St Maximus the Confessor
(Commemorated 13th August)

In a world where leaders turn their backs on our faith in the interests of “just getting along” Saint Maximus the Confessor is a moving example of how a wise, steadfast servant of the Church can defend our faith despite unimaginable pressures.

Born in 580 and receiving an exemplary education in philosophy, mathematics and the sciences, Maximus rose to become a powerful Court official. However he eventually forsook the secular positions in the world to embrace the life of a simple monk, where he was able cultivate his special gifts in combining his worldly knowledge with his true love: Theology.

Sadly both the Byzantine Emperor and the Bishops of the time were embracing a new heresy called “Monotheletism”, claiming that Jesus had only one will, a divine will. Their stance was largely politically motivated, to protect national security, as the Church of the East had fallen away into heresy and the Emperor needed everyone to “just get along”.

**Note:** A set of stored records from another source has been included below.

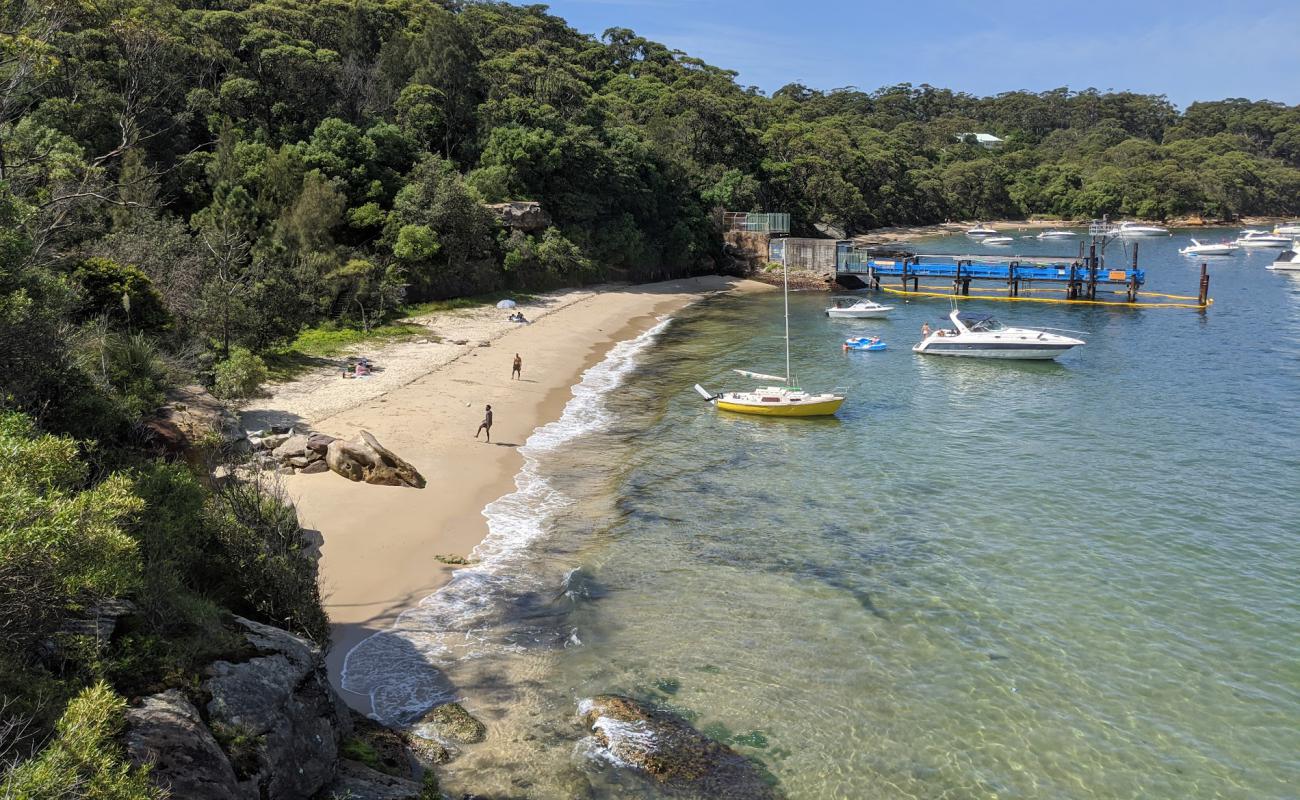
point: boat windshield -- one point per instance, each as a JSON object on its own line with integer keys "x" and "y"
{"x": 987, "y": 325}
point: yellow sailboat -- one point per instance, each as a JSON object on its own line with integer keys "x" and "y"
{"x": 784, "y": 400}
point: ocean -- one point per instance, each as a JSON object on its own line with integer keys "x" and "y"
{"x": 982, "y": 579}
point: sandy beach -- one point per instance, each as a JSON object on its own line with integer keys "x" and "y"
{"x": 380, "y": 543}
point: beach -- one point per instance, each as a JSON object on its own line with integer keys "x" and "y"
{"x": 380, "y": 543}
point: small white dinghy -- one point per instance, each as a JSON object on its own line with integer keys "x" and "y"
{"x": 1288, "y": 260}
{"x": 1197, "y": 249}
{"x": 858, "y": 311}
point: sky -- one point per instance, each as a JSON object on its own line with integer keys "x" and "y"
{"x": 1192, "y": 50}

Maximus rejected this heresy declaring that as Christ is both God and human he has a divine will and a human will. This truth cannot be sold off in the interests of “just getting along”, or political expediency. He fearlessly debated this and won over countless people throughout the empire, despite what powerful politicians and misguided bishops espoused.

Becoming so feared and hated for this effective resistance, he was dragged through several kangaroo courts and repeatedly convicted of “heresy”. These public trials of persecution all failed to stop him. In desperation, the Byzantine emperor had Maximus’ tongue and writing hand cut off, and he exiled him to the edges of the empire. It was there, imprisoned, where Maximus fell asleep in the Lord.

His glorious struggles were not in vain: Maximus’ teachings survived and spread, and almost twenty years later he was completely exonerated and his theology upheld in the Third Ecumenical Council of Constantinople. His countless works are still treasured and studied by Christians throughout the world today. We commemorate his memory on 21 January and 13 August, the day he fell asleep.